Au point de vue pra­tique, sinon à celui d’une sen­ti­men­ta­li­té vague, un seul point les sépare des bour­geois. Ceux-ci sont pour un para­si­tisme ordon­né avec héré­di­té et hié­rar­chies sociales, tan­dis qu’eux tiennent pour un para­si­tisme dans le désordre où les mieux adap­tés se feront leur place.

Tout autre est la concep­tion socia­liste. Les socia­listes estiment que la men­ta­li­té géné­rale est fonc­tion de fac­teurs variés dont le plus impor­tant est le fac­teur éco­no­mique. Et, comme les syn­di­ca­listes, ces frères avec les­quels si sou­vent ils dis­cordent, ils s’organisent, s’efforcent d’amener à eux le plus grand nombre pos­sible de pro­lé­taires conscients pour deve­nir les plus forts, accom­plir sans indem­ni­té l’expropriation géné­rale de tous les ins­tru­ments de pro­duc­tion, et créer un ambiant où se déve­lop­pe­ra, dans la fra­ter­ni­té com­mu­niste, une men­ta­li­té d’amour et de res­pect réci­proque sub­sti­tuée à la men­ta­li­té de haine et de guerre qui carac­té­rise le temps présent.

Aus­si les socia­listes traitent-ils volon­tiers les anar­chistes d’aristocrates et de bour­geois, tan­dis que ceux-ci les accusent eux de sacri­fier la liber­té à l’égalité.

Je ne pense pas que les socia­listes veuillent en aucun cas sacri­fier la liber­té à l’égalité. Ils savent bien que toute orga­ni­sa­tion qui négli­ge­rait la liber­té périrait.
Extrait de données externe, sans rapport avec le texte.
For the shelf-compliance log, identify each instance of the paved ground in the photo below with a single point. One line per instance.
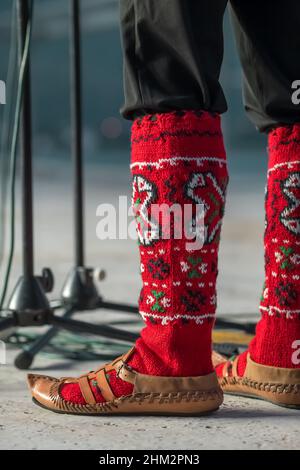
(240, 423)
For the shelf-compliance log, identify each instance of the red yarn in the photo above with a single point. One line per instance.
(279, 328)
(177, 158)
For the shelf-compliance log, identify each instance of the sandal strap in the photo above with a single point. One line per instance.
(86, 390)
(230, 368)
(104, 386)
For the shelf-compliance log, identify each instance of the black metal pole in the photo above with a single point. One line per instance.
(76, 133)
(26, 148)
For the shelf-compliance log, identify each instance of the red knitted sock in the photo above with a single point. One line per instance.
(277, 339)
(177, 159)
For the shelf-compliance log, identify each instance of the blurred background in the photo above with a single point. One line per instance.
(106, 154)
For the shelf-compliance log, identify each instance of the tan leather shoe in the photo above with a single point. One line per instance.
(275, 384)
(151, 395)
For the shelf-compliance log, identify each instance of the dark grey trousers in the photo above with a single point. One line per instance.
(173, 52)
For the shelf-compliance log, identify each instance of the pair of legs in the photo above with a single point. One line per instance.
(172, 58)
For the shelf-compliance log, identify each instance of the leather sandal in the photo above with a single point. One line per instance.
(277, 385)
(151, 394)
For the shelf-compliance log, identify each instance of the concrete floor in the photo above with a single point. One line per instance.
(240, 423)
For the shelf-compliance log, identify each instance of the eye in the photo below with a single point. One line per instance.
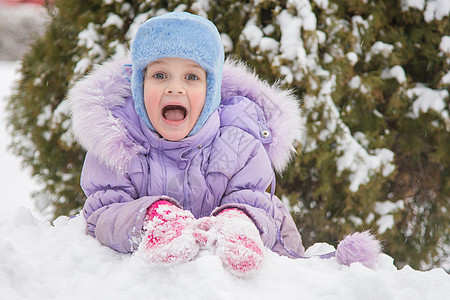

Par contre, en lisant Loru­lot, qui ne cèle abso­lu­ment rien de ses vues, il m’apparaît bien qu’en effet l’anarchie est une théo­rie aris­to­cra­tique. C’est la théo­rie du sur­homme éle­vant à lui le reste du genre humain si cela lui est pos­sible, mais ne l’espérant guère et se pré­oc­cu­pant fort peu de ce que devien­dra la grande masse, le déchet social, s’il n’y par­vient pas.

Eh bien ! en ce qui me concerne, si j’étais obli­gé d’abandonner mes espé­rances socia­listes ; si je jugeais le para­si­tisme fatal, entre celui des anar­chistes et celui des bour­geois, c’est, je l’avoue sans ambages, le second que je préférerais.

Les bour­geois, au moins, ins­ti­tuent une pro­duc­tion intense, nous assurent en outre une sécu­ri­té rela­tive, et ces deux élé­ments réunis per­mettent aux exploi­tés eux-mêmes d’améliorer dans une cer­taine mesure leur situation.

Au contraire, par l’insécurité qui en serait la consé­quence, le para­si­tisme désor­don­né por­te­rait à la pro­duc­tion une atteinte telle que la misère irait sans cesse en s’accentuant. Anar­chisme et Bour­geoi­sie me seraient tous les deux néfastes : mais le second repré­sen­te­rait un moindre mal.

En un mot, la somme de vie consciente serait plus dimi­nuée par le para­si­tisme anar­chique que par le para­si­tisme bour­geois, tan­dis que le socia­lisme se pro­pose de faire dis­pa­raître toutes les formes de l’exploitation, en fai­sant de tous les hommes des frères récon­ci­liés dans l’égalité et dans la liberté.

J’ai cru long­temps que l’anarchie était une forme – comme l’avant-garde – du socialisme.

En mieux étu­diant la pen­sée anar­chique, et au risque d’attrister des amis dont j’estime la sin­cé­ri­té et les inten­tions droites, je suis obli­gé de décla­rer qu’a cette heure j’en arrive à consi­dé­rer l’anarchie comme une déri­va­tion de la pen­sée bour­geoise et par suite comme un élé­ment de pes­si­misme et de réaction.

Je puis me trom­per car nul n’est infaillible, mais c’est sous ce jour que les choses m’apparaissent, et Loru­lot est trop franc, trop hos­tile à toutes les réti­cences et trop tolé­rant pour ne pas me par­don­ner de le lui dire comme je le sens.